Now, we check the condition \(\left( A_{3}\right) .\) For arbitrary \(z,w\in {\mathbb {R}}\) and using the following basic inequality (see [27])

$$\begin{aligned} \left| \max \left\{ a,b\right\} -\max \left\{ c,d\right\} \right| \le \max \left\{ \left| a-c\right| ,\left| b-d\right| \right\} ,\,\,a,b,c,d\in {\mathbb {R}}, \end{aligned}$$

we obtain

$$\begin{aligned} \left| {f\left( {r,z} \right) - f\left( {r,w} \right)} \right| & \le \frac{1}{{8\pi ^{2} }}\left| {\max \{ \sin \left( r \right),\frac{{\left| z \right|}}{{1 + z^{2} }}\} - \max \{ \sin \left( r \right),\frac{{\left| w \right|}}{{1 + w^{2} }}\} } \right| \\ & \le \frac{1}{{8\pi ^{2} }}\max \left\{ {0,\left| {\frac{{\left| z \right|}}{{1 + z^{2} }} - \frac{{\left| w \right|}}{{1 + w^{2} }}} \right|} \right\} \\ & = \frac{1}{{8\pi ^{2} }}\left| {\frac{{\left| z \right|}}{{1 + z^{2} }} - \frac{{\left| w \right|}}{{1 + w^{2} }}} \right| \\ & \le \frac{1}{{8\pi ^{2} }}\frac{{\left| {z - w} \right|\left| {1 - \left| {zw} \right|} \right|}}{{\left( {1 + z^{2} } \right)\left( {1 + w^{2} } \right)}} \\ & = \frac{1}{{8\pi ^{2} }}\frac{{\left| {z - w} \right|\left| {1 - \left| {zw} \right|} \right|}}{{\sqrt {\left( {1 + z^{2} } \right)\left( {1 + w^{2} } \right)} \sqrt {\left( {1 + z^{2} } \right)\left( {1 + w^{2} } \right)} }} \\ & \le \frac{1}{{8\pi ^{2} }}\frac{{\left| {z - w} \right|\left| {1 - \left| {zw} \right|} \right|}}{{\sqrt {\left( {1 + zw} \right)^{2} } \sqrt {1 + \frac{1}{2}\left( {z - w} \right)^{2} } }} \\ & \le \frac{1}{{2\pi ^{2} \sqrt 8 }}\frac{{\left| {z - w} \right|}}{{\sqrt {2 + \left( {z - w} \right)^{2} } }} \\ & \le \frac{1}{{2\pi ^{2} \sqrt 8 }}\frac{{\left| {z - w} \right|}}{{\sqrt {\frac{9}{8} + \left( {z - w} \right)^{2} } }}. \\ \end{aligned}$$

Thus, assumption \(\left( A_{3}\right)\) is satisfied with \(\alpha = \dfrac{1}{8}\) and \(K=2\pi ^{2}\). Consequently, all the conditions of Theorem 10 are fulfilled. Hence, the integral equation (61) has a solution in \({\mathcal {C}}\left( I;{\mathbb {R}}\right)\). Consequently, the problem (60) has a solution \(u\in {\mathcal {C}}^{2}\left( I;{\mathbb {R}}\right)\).

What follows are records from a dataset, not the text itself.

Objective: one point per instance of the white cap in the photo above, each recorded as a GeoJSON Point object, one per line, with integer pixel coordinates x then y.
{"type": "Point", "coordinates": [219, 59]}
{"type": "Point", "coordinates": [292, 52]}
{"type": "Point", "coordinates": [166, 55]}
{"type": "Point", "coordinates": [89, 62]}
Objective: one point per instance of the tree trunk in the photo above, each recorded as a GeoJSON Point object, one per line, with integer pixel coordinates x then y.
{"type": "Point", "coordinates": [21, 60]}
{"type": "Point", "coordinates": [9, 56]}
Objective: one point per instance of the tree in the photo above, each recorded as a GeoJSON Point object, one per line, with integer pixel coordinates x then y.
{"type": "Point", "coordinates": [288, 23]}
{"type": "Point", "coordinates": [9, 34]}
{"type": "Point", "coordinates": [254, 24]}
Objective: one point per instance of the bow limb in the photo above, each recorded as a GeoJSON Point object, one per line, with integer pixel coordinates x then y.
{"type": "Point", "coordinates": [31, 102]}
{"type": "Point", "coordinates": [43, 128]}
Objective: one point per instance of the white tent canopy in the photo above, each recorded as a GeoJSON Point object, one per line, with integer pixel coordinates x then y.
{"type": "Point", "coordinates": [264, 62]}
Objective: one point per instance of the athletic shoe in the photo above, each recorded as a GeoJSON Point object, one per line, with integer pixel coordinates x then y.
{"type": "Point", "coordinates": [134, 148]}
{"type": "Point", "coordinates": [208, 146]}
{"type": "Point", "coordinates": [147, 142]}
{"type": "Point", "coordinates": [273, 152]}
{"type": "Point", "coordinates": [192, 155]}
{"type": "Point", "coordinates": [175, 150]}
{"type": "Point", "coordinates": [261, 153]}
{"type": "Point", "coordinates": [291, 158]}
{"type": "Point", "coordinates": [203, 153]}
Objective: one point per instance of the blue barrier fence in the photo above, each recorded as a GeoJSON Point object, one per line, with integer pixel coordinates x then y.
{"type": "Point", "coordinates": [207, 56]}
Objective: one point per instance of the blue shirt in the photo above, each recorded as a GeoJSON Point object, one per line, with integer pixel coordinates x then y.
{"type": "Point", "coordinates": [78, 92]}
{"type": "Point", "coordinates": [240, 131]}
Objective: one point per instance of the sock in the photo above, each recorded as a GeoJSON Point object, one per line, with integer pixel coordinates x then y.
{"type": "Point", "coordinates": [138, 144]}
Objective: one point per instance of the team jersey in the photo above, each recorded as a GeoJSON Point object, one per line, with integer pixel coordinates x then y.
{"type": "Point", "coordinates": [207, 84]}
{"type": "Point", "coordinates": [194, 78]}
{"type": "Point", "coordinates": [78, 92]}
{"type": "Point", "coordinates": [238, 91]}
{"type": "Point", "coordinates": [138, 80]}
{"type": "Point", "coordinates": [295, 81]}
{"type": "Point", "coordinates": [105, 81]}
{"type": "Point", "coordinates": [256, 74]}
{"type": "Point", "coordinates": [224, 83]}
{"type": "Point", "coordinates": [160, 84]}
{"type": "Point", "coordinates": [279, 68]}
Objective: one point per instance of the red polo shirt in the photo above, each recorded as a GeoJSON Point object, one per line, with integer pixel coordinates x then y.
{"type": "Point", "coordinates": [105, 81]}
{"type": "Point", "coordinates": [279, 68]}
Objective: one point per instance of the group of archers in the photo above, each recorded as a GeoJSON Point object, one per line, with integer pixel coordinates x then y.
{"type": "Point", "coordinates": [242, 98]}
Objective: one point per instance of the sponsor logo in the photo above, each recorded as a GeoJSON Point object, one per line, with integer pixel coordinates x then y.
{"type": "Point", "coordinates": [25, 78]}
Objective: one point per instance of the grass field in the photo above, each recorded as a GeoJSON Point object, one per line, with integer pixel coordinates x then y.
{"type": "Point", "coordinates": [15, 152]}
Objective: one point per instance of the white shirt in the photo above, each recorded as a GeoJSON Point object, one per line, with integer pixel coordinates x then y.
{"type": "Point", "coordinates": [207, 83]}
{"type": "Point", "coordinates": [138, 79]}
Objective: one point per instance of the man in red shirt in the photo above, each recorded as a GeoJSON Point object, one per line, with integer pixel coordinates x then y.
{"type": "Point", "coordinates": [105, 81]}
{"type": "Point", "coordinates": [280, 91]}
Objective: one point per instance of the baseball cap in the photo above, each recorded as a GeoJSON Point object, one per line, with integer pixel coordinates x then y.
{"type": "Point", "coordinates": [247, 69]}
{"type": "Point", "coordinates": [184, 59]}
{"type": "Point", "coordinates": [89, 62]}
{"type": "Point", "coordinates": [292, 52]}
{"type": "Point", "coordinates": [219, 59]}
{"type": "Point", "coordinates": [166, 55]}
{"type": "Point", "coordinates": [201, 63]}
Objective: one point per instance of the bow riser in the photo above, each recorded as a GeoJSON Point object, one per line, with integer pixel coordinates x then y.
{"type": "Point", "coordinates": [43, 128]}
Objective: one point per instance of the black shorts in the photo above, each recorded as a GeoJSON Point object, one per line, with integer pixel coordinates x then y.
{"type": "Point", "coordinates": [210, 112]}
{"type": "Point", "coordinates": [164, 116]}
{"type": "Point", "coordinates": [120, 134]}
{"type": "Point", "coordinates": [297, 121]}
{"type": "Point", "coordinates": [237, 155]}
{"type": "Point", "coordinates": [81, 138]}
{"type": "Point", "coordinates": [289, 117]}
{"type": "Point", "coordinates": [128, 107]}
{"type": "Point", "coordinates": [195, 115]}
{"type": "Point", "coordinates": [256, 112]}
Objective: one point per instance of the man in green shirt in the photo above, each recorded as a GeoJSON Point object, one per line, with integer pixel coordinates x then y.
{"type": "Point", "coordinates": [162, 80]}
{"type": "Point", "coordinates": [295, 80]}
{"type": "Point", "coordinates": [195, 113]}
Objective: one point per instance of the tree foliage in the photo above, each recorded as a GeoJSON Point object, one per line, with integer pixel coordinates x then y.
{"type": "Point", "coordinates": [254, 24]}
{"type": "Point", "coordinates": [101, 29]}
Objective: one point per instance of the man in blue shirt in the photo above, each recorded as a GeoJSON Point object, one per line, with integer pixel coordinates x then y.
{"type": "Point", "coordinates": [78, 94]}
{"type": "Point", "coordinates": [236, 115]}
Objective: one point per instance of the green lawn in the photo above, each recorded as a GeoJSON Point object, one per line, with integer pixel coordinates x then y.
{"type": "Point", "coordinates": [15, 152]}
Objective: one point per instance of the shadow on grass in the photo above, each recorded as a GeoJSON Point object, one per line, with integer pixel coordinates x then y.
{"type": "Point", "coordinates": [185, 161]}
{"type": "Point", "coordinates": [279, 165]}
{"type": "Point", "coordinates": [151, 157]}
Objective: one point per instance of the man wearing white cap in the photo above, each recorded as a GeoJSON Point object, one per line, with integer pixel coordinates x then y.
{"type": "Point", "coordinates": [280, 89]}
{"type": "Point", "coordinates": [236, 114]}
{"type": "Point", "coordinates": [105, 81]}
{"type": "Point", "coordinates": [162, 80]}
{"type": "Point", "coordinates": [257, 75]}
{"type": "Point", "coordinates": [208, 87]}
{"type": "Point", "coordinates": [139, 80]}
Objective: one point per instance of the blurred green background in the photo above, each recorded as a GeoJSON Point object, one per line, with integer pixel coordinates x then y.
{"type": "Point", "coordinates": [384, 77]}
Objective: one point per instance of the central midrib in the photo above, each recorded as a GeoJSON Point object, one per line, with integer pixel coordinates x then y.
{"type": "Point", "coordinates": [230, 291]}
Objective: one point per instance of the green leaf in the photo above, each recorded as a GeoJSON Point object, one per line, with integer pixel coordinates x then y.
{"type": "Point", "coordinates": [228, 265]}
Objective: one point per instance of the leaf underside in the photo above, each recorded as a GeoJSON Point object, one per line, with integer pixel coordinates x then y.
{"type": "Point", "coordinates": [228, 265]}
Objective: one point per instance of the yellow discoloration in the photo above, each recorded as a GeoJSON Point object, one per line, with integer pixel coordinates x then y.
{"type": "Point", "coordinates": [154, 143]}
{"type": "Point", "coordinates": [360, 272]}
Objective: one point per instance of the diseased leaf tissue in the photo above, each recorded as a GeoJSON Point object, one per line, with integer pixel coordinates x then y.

We finally ask the following questions:

Question 1. Does Theorem 7 hold if condition \((H_{3})\) is replaced with condition \((F_{3})\)? i.e., does the conclusion of Theorem 7 remains true for any \(k \in [\frac{1}{1+\log _{2}s},1)\)?

Question 2. Does the conclusion of Theorem 8 remains true for any \(\alpha \in [\frac{1}{s^{2}},1)\)?